Anyone know of a workaround?


----------



## Retired at 31 (Apr 20, 2009)

stinsont said:


> I am using the google finance function to pull in the current price. With all canadian stocks without a dot (".") in them it works fine.
> 
> IE;
> Riocan -- =googlefinance("REI.UN.TO"; "PRICE") results in #N/A
> ...


I don't use google docs, but I'd guess it'd be a rei/.un.to or rei|.un.to or similar.

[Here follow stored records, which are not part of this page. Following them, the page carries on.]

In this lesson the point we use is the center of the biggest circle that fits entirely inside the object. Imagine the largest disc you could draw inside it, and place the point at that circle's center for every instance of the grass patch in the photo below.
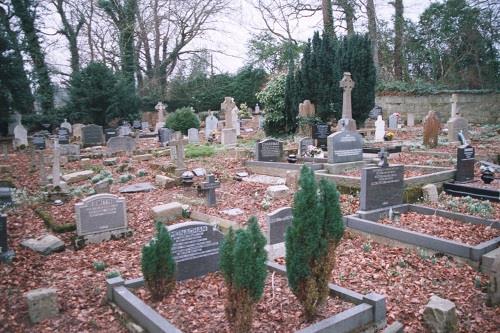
(49, 222)
(193, 151)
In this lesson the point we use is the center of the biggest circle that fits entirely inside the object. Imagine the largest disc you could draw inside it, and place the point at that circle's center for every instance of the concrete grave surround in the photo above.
(120, 144)
(101, 213)
(92, 135)
(381, 187)
(379, 129)
(345, 146)
(193, 136)
(195, 247)
(269, 150)
(277, 222)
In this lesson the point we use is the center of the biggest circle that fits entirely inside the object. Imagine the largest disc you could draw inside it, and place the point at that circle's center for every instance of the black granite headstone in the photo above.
(345, 146)
(269, 150)
(63, 136)
(465, 163)
(321, 133)
(277, 223)
(381, 187)
(195, 247)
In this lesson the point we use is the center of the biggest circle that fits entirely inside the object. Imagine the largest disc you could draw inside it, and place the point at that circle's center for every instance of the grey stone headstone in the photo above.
(381, 187)
(393, 121)
(465, 163)
(269, 150)
(120, 143)
(100, 213)
(304, 144)
(195, 247)
(277, 223)
(193, 136)
(345, 146)
(92, 135)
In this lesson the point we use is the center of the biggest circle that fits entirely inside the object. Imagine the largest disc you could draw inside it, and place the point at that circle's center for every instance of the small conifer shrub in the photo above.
(158, 265)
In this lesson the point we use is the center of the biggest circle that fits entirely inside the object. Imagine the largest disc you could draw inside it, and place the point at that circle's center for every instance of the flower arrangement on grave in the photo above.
(243, 264)
(388, 136)
(313, 151)
(158, 265)
(311, 241)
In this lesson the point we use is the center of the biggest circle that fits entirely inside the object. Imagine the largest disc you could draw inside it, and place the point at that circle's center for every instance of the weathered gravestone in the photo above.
(193, 136)
(195, 247)
(304, 144)
(269, 150)
(345, 146)
(110, 133)
(432, 126)
(63, 136)
(465, 163)
(277, 222)
(5, 253)
(209, 186)
(381, 187)
(92, 135)
(120, 143)
(321, 133)
(210, 125)
(101, 217)
(164, 135)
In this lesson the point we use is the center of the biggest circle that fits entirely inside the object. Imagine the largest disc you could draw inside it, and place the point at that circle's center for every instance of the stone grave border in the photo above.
(463, 190)
(367, 222)
(369, 310)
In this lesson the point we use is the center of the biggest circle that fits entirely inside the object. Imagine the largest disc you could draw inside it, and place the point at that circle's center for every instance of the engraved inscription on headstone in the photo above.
(381, 187)
(345, 146)
(195, 247)
(465, 163)
(100, 213)
(277, 223)
(269, 150)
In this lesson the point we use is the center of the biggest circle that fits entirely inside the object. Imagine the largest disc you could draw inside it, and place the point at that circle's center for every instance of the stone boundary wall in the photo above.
(478, 108)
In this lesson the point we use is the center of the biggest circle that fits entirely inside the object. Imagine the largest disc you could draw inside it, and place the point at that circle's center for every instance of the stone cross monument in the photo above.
(347, 84)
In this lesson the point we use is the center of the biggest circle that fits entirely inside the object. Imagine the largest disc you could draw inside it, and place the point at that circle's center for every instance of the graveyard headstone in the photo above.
(101, 213)
(432, 126)
(321, 133)
(345, 146)
(195, 247)
(277, 223)
(381, 187)
(92, 135)
(269, 150)
(209, 186)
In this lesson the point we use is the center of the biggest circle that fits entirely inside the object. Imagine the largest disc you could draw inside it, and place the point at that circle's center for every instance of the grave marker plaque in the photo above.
(277, 223)
(195, 247)
(345, 146)
(465, 163)
(269, 150)
(321, 133)
(100, 213)
(381, 187)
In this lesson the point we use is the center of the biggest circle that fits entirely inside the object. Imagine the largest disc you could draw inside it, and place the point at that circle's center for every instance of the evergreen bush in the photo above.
(158, 265)
(311, 241)
(182, 120)
(243, 264)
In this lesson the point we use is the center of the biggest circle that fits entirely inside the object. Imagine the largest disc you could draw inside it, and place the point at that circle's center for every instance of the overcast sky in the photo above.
(236, 27)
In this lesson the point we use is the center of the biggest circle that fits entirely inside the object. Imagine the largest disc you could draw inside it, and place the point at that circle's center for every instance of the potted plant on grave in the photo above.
(311, 241)
(243, 264)
(158, 265)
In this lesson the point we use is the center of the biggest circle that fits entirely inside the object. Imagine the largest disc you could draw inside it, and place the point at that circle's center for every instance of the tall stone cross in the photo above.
(209, 186)
(179, 143)
(383, 155)
(56, 166)
(347, 84)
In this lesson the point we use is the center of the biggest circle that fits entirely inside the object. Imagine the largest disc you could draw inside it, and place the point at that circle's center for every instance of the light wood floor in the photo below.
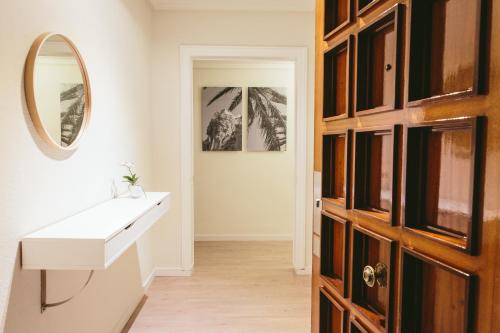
(246, 287)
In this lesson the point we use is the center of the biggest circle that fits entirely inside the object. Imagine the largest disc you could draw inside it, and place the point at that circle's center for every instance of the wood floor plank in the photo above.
(247, 287)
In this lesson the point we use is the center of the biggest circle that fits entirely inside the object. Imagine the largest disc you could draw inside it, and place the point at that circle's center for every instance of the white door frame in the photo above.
(188, 54)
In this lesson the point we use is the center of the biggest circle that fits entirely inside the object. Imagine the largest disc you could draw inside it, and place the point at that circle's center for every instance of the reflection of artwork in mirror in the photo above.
(72, 106)
(57, 91)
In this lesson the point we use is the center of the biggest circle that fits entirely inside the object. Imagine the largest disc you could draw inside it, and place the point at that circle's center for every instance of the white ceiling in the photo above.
(235, 5)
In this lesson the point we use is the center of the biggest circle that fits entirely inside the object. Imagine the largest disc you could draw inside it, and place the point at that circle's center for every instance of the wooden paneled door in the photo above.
(407, 167)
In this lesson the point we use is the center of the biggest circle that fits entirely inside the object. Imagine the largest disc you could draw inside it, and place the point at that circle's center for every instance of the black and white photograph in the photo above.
(221, 118)
(72, 106)
(267, 114)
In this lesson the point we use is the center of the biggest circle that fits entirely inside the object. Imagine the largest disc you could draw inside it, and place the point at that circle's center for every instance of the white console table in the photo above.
(93, 239)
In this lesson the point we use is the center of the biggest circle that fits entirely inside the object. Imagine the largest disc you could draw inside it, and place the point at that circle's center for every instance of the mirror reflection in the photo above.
(59, 90)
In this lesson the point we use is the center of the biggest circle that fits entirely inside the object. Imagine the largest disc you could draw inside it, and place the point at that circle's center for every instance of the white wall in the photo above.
(39, 186)
(244, 195)
(170, 31)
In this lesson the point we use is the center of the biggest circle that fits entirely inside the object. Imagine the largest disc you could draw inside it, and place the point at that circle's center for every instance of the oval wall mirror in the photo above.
(57, 90)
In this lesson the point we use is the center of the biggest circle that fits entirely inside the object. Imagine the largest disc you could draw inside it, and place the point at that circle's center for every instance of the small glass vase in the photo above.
(136, 191)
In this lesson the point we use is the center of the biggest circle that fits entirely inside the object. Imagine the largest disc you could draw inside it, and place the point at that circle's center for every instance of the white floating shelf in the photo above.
(94, 238)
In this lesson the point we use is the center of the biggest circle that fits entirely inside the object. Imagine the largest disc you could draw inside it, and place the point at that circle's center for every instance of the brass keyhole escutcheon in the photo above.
(377, 274)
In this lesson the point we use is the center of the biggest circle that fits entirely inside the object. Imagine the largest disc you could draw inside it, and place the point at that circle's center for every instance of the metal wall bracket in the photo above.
(43, 291)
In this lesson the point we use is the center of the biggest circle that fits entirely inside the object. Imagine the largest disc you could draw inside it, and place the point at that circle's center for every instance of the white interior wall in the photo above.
(40, 186)
(171, 29)
(244, 195)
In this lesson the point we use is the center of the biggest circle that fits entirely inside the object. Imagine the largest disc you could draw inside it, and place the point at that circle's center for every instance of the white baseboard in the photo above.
(305, 271)
(229, 237)
(147, 283)
(172, 271)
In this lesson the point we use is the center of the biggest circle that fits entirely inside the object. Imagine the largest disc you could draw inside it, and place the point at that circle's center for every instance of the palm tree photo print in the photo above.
(72, 111)
(267, 114)
(221, 118)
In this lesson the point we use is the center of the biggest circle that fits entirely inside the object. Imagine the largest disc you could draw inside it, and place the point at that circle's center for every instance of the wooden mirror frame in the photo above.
(29, 90)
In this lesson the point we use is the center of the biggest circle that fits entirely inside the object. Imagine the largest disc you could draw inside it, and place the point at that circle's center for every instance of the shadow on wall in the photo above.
(104, 306)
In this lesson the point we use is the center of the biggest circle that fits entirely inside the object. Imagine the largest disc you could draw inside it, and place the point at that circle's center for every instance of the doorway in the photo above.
(296, 56)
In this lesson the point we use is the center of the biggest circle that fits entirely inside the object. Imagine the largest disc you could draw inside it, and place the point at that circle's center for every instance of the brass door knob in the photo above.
(377, 274)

Probably find the answer here? http://www.google.com/support/forum/p/Google+Docs?hl=en


----------



## dtering (Jul 10, 2009)

*July stock challenge*

I just found your site today and would like to get in on the July challenge
I'm very bullish, my two pics are:

QUA-TO
GCE-TO


----------



## stinsont (May 29, 2009)

Retired at 31 - doesn't work. Guess I'll just have to type it in the old fashioned way.


----------



## Andrew (May 22, 2009)

stinsont said:


> Retired at 31 - doesn't work. Guess I'll just have to type it in the old fashioned way.


Hey Stinsont try this.

Riocan -- =googlefinance("REI.UN"; "PRICE")
Rogers-- =googlefinance("RCI.B"; "PRICE") 

On trusts apparently you don't need the .TO, same with B class shares


----------



## stinsont (May 29, 2009)

awesome! Thanks; works perfect.


----------